Re: [pcre-dev] Clearing documentation about infinite loops

Top Page
Delete this message
Author: ph10
Date:  
To: ND
CC: Pcre-dev
Subject: Re: [pcre-dev] Clearing documentation about infinite loops
On Sun, 16 Jun 2019, ND via Pcre-dev wrote:

> PCRE2 version 10.33 2019-04-16
> /(?:a|(?=b)|.)*\z/
> abc
> 0: abc
>
> May be docs need some clarification about what happened at that point.
> After lookahead assertion (?=b) matches, loop is not broken. It seems a
> backtracking occurs as if group was false.


The loop *is* broken after (?=b) - see below.

> And at first glance previous example is not well going together with this:
>
> PCRE2 version 10.33 2019-04-16
> /(?:a|(?=b)|.)*/
> abc
> 0: a


Both of these examples are compatible with Perl.

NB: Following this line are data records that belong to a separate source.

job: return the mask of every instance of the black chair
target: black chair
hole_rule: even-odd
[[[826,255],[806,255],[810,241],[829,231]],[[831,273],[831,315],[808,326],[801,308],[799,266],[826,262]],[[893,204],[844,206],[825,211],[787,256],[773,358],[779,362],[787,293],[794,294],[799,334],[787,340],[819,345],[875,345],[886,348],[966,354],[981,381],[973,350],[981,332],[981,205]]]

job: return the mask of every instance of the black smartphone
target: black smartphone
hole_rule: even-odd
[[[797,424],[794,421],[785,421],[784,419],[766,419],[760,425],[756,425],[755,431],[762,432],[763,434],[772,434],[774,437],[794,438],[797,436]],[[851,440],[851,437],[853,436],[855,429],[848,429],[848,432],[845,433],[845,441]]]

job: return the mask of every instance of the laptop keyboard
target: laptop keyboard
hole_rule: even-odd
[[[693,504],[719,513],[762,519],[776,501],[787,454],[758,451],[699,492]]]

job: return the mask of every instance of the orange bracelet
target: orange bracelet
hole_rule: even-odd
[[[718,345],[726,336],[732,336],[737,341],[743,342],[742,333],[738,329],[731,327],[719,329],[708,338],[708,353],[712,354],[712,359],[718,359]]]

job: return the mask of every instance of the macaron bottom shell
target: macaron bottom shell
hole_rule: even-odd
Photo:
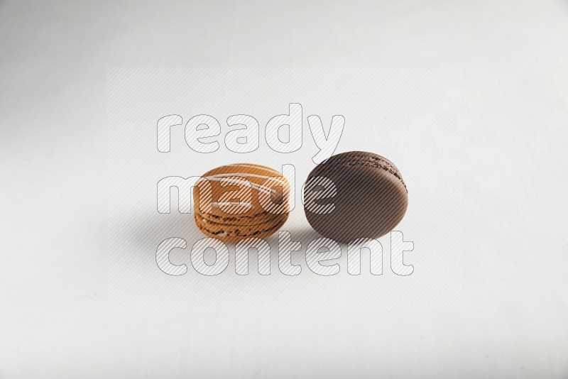
[[[211,221],[197,213],[195,216],[195,224],[202,233],[209,237],[229,243],[238,242],[248,238],[268,237],[284,225],[288,218],[288,214],[285,213],[275,214],[273,217],[259,224],[231,224]]]

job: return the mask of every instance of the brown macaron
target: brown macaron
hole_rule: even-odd
[[[364,151],[337,154],[317,165],[308,175],[304,198],[312,227],[339,242],[386,234],[400,222],[408,205],[406,185],[396,166]]]
[[[207,180],[194,187],[194,213],[206,236],[224,242],[263,238],[288,219],[290,184],[275,170],[237,163],[214,168],[202,177]]]

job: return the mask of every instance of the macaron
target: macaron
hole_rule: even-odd
[[[373,153],[349,151],[312,170],[304,199],[306,217],[316,231],[349,242],[377,238],[392,231],[406,213],[408,191],[392,162]]]
[[[264,238],[288,218],[290,184],[274,169],[237,163],[214,168],[202,177],[207,182],[193,190],[195,220],[209,237],[224,242]]]

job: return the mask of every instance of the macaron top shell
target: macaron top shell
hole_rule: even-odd
[[[322,205],[333,203],[331,212],[313,212],[305,206],[308,222],[325,237],[339,242],[376,238],[393,230],[406,212],[408,190],[400,172],[377,154],[337,154],[317,166],[307,180],[315,177],[331,180],[337,188],[334,196],[315,200]],[[305,199],[310,188],[305,187]]]

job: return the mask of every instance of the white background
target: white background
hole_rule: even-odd
[[[565,1],[1,2],[0,378],[566,377],[567,36]],[[411,202],[403,222],[418,229],[412,236],[400,229],[415,241],[416,272],[400,280],[404,301],[384,309],[334,304],[348,275],[324,278],[329,301],[308,302],[310,290],[325,287],[305,267],[280,288],[285,304],[291,290],[303,308],[220,307],[210,299],[203,308],[186,299],[178,309],[115,307],[107,69],[224,66],[457,69],[459,219],[441,214],[428,226],[459,222],[449,227],[462,231],[453,240],[461,268],[447,282],[457,287],[428,292],[430,302],[408,300],[407,280],[444,278],[432,264],[438,250],[420,243],[432,237],[412,225],[424,214],[411,217]],[[283,113],[282,100],[267,100],[261,112]],[[312,104],[302,103],[329,122],[331,114]],[[174,108],[186,121],[207,111]],[[233,114],[224,111],[222,125]],[[373,130],[372,142],[386,141],[376,151],[410,175],[412,194],[419,171],[405,145],[395,145],[398,129],[372,120],[369,109],[351,114],[365,123],[351,128],[346,116],[344,133],[354,139],[345,141],[386,131]],[[409,116],[405,133],[425,133],[420,121]],[[362,150],[375,150],[361,141]],[[342,143],[338,151],[353,149]],[[312,145],[302,159],[315,152]],[[301,219],[300,211],[293,217]],[[224,280],[237,292],[230,269]],[[185,293],[197,275],[190,270],[172,290]],[[253,273],[241,281],[247,292],[263,284]],[[373,279],[361,275],[346,285],[397,288],[388,271]]]

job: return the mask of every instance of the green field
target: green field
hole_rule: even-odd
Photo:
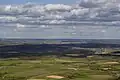
[[[120,58],[43,56],[1,59],[0,80],[120,80]]]

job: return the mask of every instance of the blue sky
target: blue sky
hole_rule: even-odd
[[[72,4],[75,3],[77,0],[0,0],[0,4],[22,4],[27,2],[34,2],[34,3],[65,3],[65,4]]]

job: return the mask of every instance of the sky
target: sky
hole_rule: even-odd
[[[27,3],[32,1],[37,4]],[[120,0],[0,0],[0,4],[0,38],[120,39]]]
[[[23,4],[27,2],[34,2],[34,3],[44,3],[44,4],[72,4],[75,3],[77,0],[0,0],[0,4]]]

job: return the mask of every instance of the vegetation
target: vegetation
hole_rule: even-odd
[[[120,58],[21,57],[0,60],[0,80],[120,80]]]

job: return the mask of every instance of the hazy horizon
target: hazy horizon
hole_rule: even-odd
[[[119,0],[0,3],[0,38],[120,39]]]

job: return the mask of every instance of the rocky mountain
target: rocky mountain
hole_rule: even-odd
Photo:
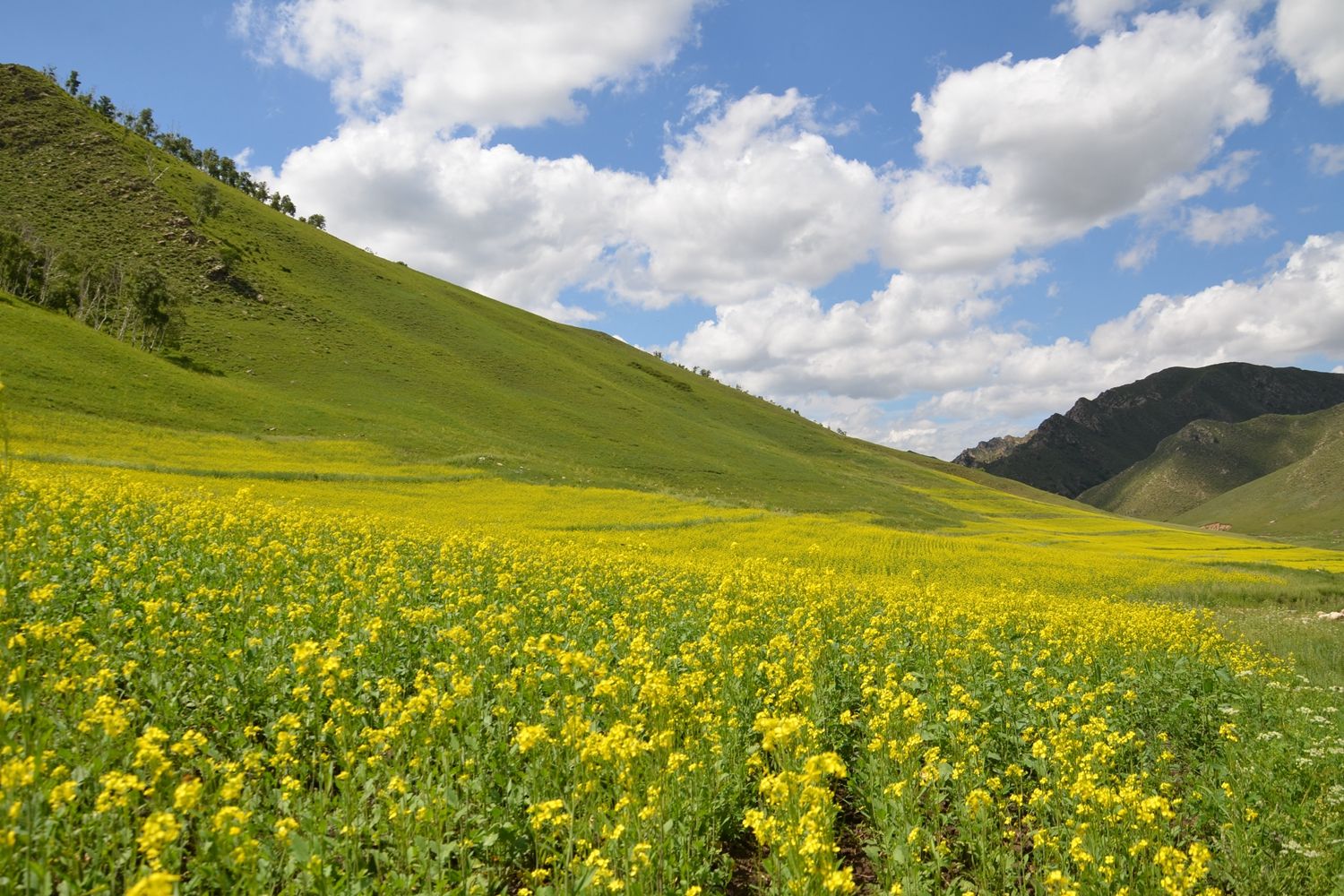
[[[1310,414],[1344,403],[1344,373],[1238,361],[1172,367],[1081,398],[1023,438],[989,439],[956,462],[1078,497],[1150,455],[1195,420],[1238,423],[1263,414]]]

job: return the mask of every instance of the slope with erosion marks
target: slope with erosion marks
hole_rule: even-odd
[[[237,191],[222,188],[222,212],[194,220],[206,175],[32,70],[0,66],[0,224],[152,263],[181,314],[175,367],[0,302],[12,414],[353,438],[407,461],[485,463],[532,481],[867,510],[919,527],[964,517],[938,498],[950,476],[995,482],[843,438],[602,333],[378,258]],[[228,254],[230,278],[210,279]]]
[[[1344,404],[1314,414],[1266,414],[1242,423],[1196,420],[1079,500],[1126,516],[1171,520],[1302,461],[1341,435]],[[1322,485],[1327,492],[1339,490]]]
[[[1173,523],[1226,523],[1232,531],[1344,549],[1344,414],[1300,461],[1219,494]]]
[[[969,449],[957,463],[1077,497],[1144,459],[1193,420],[1308,414],[1340,402],[1344,373],[1236,361],[1171,367],[1095,399],[1078,399],[1067,414],[1050,416],[1028,439],[1005,443],[992,459]]]

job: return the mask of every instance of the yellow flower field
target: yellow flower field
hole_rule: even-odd
[[[1322,555],[1189,535],[1173,562],[1087,514],[1066,543],[488,480],[188,486],[5,481],[0,891],[1344,880],[1340,693],[1126,599],[1261,575],[1210,545]]]

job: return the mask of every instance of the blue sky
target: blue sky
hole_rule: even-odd
[[[949,457],[1172,364],[1344,364],[1337,0],[5,19],[0,59],[153,107],[341,238],[874,441]]]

In the second example, the group matches "a" the first time round the loop.
The second time round the loop it matches (?=b), which is an empty
string, so the loop is broken, and there is nothing more to match.

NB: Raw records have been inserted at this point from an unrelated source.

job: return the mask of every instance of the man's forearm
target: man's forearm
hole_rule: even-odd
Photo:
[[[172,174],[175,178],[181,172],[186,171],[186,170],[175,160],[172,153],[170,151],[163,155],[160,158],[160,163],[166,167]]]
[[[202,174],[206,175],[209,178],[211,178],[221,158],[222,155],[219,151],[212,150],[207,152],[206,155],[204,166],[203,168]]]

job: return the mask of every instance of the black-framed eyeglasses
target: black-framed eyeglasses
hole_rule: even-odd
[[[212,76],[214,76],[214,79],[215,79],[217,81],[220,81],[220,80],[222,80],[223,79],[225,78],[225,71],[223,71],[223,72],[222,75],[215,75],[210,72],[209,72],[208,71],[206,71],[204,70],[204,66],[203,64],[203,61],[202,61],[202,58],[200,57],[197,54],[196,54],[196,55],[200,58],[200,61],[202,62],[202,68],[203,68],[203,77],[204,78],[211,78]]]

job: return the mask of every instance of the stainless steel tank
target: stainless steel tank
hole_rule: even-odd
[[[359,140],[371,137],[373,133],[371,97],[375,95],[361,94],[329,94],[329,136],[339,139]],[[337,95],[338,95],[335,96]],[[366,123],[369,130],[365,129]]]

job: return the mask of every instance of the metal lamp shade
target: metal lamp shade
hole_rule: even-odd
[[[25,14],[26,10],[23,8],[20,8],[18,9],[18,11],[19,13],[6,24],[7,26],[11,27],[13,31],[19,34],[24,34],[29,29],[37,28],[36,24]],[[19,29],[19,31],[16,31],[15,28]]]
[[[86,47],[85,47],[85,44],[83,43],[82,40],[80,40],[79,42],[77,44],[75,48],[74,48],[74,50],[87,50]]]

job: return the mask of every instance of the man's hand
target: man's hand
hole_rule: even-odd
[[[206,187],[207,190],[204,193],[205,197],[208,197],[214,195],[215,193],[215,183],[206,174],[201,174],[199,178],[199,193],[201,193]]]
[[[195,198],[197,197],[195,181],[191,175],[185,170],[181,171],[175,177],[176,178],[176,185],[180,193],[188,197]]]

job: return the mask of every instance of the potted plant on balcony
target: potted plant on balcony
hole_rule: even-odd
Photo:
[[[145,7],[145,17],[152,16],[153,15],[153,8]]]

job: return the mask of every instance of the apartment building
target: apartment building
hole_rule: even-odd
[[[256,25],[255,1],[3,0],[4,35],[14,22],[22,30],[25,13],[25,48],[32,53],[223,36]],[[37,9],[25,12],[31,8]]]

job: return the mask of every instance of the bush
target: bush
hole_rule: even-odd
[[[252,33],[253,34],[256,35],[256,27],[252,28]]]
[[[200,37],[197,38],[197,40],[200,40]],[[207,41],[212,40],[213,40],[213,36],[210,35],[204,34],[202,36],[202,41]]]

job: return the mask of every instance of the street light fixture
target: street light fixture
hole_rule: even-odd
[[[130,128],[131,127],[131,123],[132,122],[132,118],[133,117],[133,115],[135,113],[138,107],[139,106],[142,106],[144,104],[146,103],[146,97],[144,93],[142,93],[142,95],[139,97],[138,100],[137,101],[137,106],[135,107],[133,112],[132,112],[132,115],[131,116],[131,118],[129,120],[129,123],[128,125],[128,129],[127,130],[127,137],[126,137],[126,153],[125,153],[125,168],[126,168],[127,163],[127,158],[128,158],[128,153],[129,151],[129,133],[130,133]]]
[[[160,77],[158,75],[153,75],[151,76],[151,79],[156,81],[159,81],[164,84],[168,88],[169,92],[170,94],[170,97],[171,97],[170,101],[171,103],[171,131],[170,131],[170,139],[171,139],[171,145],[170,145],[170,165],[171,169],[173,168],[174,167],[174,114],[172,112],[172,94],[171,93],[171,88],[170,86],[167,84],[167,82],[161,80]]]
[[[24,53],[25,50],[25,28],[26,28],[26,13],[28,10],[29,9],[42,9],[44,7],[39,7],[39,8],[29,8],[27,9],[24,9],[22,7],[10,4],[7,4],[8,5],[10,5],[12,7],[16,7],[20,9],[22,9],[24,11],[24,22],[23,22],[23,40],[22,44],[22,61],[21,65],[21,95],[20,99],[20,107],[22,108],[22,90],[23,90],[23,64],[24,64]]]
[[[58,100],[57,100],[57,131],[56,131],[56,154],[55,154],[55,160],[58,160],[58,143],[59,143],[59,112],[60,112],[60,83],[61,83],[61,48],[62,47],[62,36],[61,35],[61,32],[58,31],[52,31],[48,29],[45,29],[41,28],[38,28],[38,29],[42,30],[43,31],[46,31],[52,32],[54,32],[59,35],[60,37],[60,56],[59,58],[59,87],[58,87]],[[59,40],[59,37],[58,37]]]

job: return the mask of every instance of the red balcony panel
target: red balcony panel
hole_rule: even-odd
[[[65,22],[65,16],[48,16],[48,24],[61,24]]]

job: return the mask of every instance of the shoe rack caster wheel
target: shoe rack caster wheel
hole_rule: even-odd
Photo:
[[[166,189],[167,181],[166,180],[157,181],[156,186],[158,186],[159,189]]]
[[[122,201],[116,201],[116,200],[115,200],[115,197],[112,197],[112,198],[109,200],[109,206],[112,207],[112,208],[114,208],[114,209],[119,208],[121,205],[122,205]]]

In the first example, the same thing happens, but after (?=b) is
matched, \z fails so there is a backtrack into the last iteration of the
loop. The next thing to try is ".", which of course matches "b". The
loop then runs a third time, this time with "." matching "c". Then there
are no more characters so the next iteration fails and the matcher goes
on to match \z.

You can see all this by making use of the "auto-callout" feature:

$ ./pcre2test -ac zz
PCRE2 version 10.34-RC1 2019-04-22
/(?:a|(?=b)|.)*\z/
    abc
--->abc
 +0 ^       (?:
 +3 ^       a
 +4 ^^      |
 +3 ^^      a
 +5 ^^      (?=
 +8 ^^      b
 +9 ^ ^     )
+10 ^^      |
+14 ^^      \z
+11 ^^      .
+12 ^ ^     )*
 +3 ^ ^     a
 +5 ^ ^     (?=
 +8 ^ ^     b
+11 ^ ^     .
+12 ^  ^    )*
 +3 ^  ^    a
 +5 ^  ^    (?=
 +8 ^  ^    b
+11 ^  ^    .
+14 ^  ^    \z
+16 ^  ^    End of pattern
 0: abc


/(?:a|(?=b)|.)*/
    abc 
--->abc
 +0 ^       (?:
 +3 ^       a
 +4 ^^      |
 +3 ^^      a
 +5 ^^      (?=
 +8 ^^      b
 +9 ^ ^     )
+10 ^^      |
+14 ^^      End of pattern
 0: a



Philip

--
Philip Hazel